News

Not enough beds and hospitals to accommodate injured civilians

By Nadia Fazlulhaq

Hospitals in the North and East are facing an accommodation crisis, with a shortage of beds and space to treat the steady stream of injured people entering cleared areas outside the war zone. A Health Ministrry official said there are plans to set up mobile hospitals and use buildings and institutions as temporary medical centres.

“We are in need of 1,000-bed hospitals, and we will be renting buildings for this purpose,” the official said. “We have received beds from hospitals in every province. We will be deploying these 800 beds in a factory in Padaviya and buildings of the Mineral Sands Corporation in Pulmudai. These buildings are being converted into temporary hospitals.”

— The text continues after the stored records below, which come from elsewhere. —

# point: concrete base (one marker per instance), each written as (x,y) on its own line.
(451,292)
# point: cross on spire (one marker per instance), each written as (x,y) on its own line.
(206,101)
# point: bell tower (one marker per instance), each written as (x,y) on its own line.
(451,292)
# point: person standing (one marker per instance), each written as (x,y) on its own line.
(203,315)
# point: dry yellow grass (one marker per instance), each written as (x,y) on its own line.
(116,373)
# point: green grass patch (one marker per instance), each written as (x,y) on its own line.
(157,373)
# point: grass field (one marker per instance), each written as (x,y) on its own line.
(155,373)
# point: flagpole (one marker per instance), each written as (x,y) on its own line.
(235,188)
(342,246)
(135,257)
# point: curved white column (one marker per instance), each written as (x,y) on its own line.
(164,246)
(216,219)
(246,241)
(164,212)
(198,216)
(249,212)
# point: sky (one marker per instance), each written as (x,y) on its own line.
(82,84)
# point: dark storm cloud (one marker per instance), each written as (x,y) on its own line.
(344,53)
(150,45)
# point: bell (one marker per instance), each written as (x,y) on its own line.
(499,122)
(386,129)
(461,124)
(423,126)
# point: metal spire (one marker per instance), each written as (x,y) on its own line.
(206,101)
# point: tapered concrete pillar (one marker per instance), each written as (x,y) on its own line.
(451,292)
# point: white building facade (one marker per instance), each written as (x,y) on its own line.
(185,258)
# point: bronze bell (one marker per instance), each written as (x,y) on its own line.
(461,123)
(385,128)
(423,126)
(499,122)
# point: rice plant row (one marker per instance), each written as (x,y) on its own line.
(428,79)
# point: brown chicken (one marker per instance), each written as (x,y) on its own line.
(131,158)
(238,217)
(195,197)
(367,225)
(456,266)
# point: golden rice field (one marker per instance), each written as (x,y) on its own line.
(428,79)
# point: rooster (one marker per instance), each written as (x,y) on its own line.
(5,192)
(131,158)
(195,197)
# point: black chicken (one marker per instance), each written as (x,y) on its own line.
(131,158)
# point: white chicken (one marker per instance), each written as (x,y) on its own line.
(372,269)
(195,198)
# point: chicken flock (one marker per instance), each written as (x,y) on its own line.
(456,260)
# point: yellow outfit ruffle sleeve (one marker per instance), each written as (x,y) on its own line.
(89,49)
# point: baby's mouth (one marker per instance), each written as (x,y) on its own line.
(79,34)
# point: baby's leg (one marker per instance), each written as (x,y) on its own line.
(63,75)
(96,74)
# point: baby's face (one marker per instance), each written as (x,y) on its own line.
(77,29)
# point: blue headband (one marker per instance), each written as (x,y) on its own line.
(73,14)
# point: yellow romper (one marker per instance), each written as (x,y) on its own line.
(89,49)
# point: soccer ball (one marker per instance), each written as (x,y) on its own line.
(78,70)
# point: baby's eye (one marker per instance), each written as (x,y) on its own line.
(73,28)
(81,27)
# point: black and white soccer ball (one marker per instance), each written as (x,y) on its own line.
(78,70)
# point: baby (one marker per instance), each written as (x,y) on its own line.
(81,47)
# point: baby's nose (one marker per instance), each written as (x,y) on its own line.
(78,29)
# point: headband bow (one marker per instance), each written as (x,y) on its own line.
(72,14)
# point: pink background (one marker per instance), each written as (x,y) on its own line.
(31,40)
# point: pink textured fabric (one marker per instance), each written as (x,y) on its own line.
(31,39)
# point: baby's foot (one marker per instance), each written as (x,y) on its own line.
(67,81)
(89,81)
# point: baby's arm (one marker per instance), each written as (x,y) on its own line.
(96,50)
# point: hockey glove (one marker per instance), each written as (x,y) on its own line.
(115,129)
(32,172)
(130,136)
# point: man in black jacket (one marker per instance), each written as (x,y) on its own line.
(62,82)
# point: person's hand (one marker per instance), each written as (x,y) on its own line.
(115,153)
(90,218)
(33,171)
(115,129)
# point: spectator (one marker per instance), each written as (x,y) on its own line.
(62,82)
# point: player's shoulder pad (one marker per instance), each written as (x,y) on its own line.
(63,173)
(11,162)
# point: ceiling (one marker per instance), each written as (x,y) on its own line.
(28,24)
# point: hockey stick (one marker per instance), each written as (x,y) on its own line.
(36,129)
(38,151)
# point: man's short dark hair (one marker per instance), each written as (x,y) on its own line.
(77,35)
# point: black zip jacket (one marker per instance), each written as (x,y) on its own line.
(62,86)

“We are asking foreign governments to help us set up mobile hospitals for the large number of injured persons entering safe areas”, he said,

A medical team from India is ready to start providing services from tomorrow at a 50-bed mobile hospital in Pulmudai. The Indian team of 52 comprises consultants, doctors, nurses, paramedics and technicians.

The Sunday Times understands that more than 800 cases of chicken pox have been reported from the North and East, and that diarrhoeal diseases are spreading.

The Vavuniya district secretary Mrs. P. S. M. Charles told The Sunday Times that the rains were aiding the spread of infectious diseases, and that medical teams were closely monitoring hygiene conditions in the camps.

She said both patients and civilians entering the cleared areas are in desperate need of nutritional supplements.